Site Reliability Engineer / Observability Engineer III (Fixed Night Shift Role)
India - Remote
Public Cloud - Offerings and Delivery – Cloud Infra Services /
Full - Time /
Remote
Sr. Site Reliability Engineer III - Job Description
As a Site Reliability Engineer, you will play a key role in ensuring our systems remain reliable, available, and performant for both our customers and internal teams. Your expertise will directly impact our users' experience and the success of our business.
In this role, you'll collaborate closely with our product development and platform engineering teams to build scalable systems and create robust automation that supports our company's goals. Your day-to-day work will make a meaningful difference in how efficiently and effectively our technology operates.
We're looking for someone who has hands-on experience with technologies like AWS, CDN, Terraform, Packer, and Splunk. Keen troubleshooting abilities will be essential as you identify and solve complex issues in the critical applications our customers rely on daily.
The ideal candidate thrives on learning new technologies and approaches challenges with enthusiasm. You'll be joining a collaborative environment where your problem-solving skills will shine as you work across multiple teams. If you're self-motivated, passionate about quality, and ready to make an impact, we want to hear from you!
Responsibilities
- Responsibilities:
- · Collaborate with development teams to implement and deploy new features that meet high standards for reliability, security, and performance.
- · Partner with cross-functional teams to establish and enhance enterprise standards and best practices.
- · Develop and maintain effective monitoring tools, alerts, and dashboards that provide clear visibility into system health and performance.
- · Analyze metrics and logs to proactively detect anomalies, optimize performance, plan capacity, and isolate issues before customer impact occurs.
- · Identify innovative solutions to complex problems and implement corrective actions decisively.
- · Mentor junior team members while documenting and sharing solutions to build team knowledge.
Qualifications:
- Minimum 5 years' experience in DevOps engineering roles such as SRE, DevOps, CloudOps.
- Advanced proficiency with Terraform for infrastructure as code implementation (required)
- Extensive experience with AWS technologies and services, including EC2, S3, RDS, and IAM (required).
- Comprehensive understanding of HTTP protocols, web server technologies, and troubleshooting.
- Strong experience with load balancing solutions such as AWS ELB, NGINX, or HAProxy.
- Practical knowledge of caching technologies and CDN implementations.
- Working experience with Redis for in-memory data storage and caching.
- Demonstrated ability implementing and optimizing CDN solutions for global content delivery (Preferred).
- Expertise in monitoring and troubleshooting web application performance and availability.
- Practical experience with observability solutions such as Splunk, Datadog, or similar.
- Proficiency in one or more languages such as Java, Go, Python, or Linux Shell.
- Proven experience operating effectively in an agile software development environment.

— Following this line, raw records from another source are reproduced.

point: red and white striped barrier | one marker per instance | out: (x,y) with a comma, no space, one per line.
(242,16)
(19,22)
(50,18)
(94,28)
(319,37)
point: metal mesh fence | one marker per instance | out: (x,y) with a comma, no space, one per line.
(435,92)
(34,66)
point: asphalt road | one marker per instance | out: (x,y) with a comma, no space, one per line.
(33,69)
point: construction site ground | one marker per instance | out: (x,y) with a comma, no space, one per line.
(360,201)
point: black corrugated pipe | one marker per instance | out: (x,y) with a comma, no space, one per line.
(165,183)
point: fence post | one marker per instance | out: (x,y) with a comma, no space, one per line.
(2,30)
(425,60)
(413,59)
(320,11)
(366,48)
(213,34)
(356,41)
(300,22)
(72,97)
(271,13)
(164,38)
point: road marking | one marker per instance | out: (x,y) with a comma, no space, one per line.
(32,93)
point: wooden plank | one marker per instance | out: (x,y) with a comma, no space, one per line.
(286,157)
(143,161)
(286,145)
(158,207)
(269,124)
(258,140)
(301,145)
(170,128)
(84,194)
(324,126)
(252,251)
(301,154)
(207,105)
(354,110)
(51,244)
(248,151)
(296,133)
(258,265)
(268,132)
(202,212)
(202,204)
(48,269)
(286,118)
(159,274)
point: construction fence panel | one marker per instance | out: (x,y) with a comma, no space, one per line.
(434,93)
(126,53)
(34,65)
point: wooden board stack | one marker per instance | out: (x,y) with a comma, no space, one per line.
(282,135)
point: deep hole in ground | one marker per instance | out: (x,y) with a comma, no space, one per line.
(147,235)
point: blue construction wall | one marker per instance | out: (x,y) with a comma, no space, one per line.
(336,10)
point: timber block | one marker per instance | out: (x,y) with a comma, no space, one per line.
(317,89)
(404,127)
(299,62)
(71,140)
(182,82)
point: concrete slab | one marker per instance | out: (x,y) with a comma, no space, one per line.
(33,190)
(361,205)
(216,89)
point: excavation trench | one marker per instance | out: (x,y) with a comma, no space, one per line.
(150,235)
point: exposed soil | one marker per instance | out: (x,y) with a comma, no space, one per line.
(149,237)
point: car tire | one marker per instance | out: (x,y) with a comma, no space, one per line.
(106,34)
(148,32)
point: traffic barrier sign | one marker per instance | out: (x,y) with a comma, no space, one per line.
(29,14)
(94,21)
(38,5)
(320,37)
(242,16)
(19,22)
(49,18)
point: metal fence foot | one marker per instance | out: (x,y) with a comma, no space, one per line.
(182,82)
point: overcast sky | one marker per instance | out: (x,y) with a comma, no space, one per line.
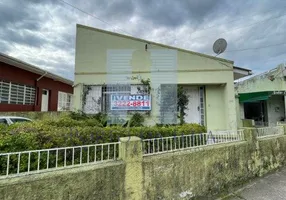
(42,32)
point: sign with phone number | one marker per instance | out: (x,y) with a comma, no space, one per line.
(130,102)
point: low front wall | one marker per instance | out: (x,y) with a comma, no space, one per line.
(36,115)
(212,170)
(105,181)
(201,172)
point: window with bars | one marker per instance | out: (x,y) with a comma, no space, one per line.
(64,101)
(202,104)
(12,93)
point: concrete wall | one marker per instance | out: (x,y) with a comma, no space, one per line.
(37,115)
(91,63)
(262,83)
(211,171)
(104,181)
(202,172)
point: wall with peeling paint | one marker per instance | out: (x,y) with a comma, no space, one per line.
(261,82)
(91,61)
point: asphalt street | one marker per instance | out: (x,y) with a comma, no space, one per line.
(269,187)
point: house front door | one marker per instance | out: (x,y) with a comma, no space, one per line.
(193,108)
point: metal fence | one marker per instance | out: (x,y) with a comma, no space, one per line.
(36,161)
(269,131)
(174,143)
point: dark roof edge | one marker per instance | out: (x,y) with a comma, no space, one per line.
(34,69)
(154,43)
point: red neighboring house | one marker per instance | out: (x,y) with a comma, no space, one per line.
(24,87)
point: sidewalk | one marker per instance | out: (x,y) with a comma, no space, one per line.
(270,187)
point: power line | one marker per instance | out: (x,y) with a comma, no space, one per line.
(103,21)
(262,47)
(209,27)
(248,25)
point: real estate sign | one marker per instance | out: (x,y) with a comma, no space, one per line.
(130,102)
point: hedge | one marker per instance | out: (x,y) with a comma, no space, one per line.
(68,132)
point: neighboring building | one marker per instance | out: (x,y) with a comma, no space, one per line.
(24,87)
(262,97)
(108,64)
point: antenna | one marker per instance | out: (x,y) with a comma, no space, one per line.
(219,46)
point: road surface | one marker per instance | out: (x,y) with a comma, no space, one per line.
(270,187)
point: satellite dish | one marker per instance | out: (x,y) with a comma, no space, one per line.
(219,46)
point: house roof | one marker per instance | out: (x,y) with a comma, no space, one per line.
(238,71)
(154,43)
(31,68)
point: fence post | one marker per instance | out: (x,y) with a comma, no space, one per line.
(284,128)
(131,153)
(250,135)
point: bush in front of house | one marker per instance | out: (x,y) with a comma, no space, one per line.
(70,132)
(66,132)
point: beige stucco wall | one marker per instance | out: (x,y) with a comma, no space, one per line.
(192,69)
(261,83)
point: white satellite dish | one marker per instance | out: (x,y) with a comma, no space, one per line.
(219,46)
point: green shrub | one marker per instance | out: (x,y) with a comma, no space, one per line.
(69,132)
(65,132)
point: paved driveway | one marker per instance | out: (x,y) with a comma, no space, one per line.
(270,187)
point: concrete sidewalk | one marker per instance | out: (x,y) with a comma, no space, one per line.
(270,187)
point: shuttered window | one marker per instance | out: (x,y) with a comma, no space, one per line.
(12,93)
(64,101)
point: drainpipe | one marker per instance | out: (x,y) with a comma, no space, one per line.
(36,90)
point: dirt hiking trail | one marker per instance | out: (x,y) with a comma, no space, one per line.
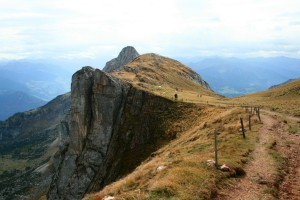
(265,178)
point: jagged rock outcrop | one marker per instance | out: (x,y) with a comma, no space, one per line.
(127,55)
(113,127)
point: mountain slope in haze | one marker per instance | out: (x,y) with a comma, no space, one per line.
(13,102)
(288,81)
(235,77)
(28,142)
(284,98)
(42,80)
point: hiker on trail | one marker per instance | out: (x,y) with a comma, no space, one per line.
(176,97)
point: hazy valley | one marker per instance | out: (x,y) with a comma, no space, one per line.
(123,134)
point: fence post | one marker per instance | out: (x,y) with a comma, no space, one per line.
(250,122)
(216,148)
(243,130)
(258,114)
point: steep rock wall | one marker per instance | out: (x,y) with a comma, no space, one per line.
(113,127)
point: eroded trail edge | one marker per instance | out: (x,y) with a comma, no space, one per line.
(273,171)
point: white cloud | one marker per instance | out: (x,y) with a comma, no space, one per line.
(55,28)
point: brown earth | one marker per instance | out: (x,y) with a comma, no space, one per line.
(274,170)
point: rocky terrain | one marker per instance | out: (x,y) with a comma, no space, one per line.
(77,137)
(113,127)
(27,143)
(127,55)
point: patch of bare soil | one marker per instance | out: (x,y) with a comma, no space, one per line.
(289,146)
(262,180)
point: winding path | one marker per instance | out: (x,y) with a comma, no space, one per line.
(260,180)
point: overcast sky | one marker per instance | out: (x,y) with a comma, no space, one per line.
(174,28)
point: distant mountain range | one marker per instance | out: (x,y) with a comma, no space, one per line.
(28,84)
(235,77)
(13,102)
(42,80)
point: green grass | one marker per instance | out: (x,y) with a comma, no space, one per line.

- Strong understanding of AWS pricing/cost models across compute, storage, and database offerings.
- Experience implementing and maintaining CI/CD pipelines.
- Ability to multitask and adapt to changing priorities in a fast-paced, 24x7 environment.
- Collaborative approach to working with cross-functional teams of both technical and business professionals.
- Excellent communication, problem-solving, and customer service skills.
- Bachelor's degree in computer science, science, engineering or equivalent technical certifications preferred.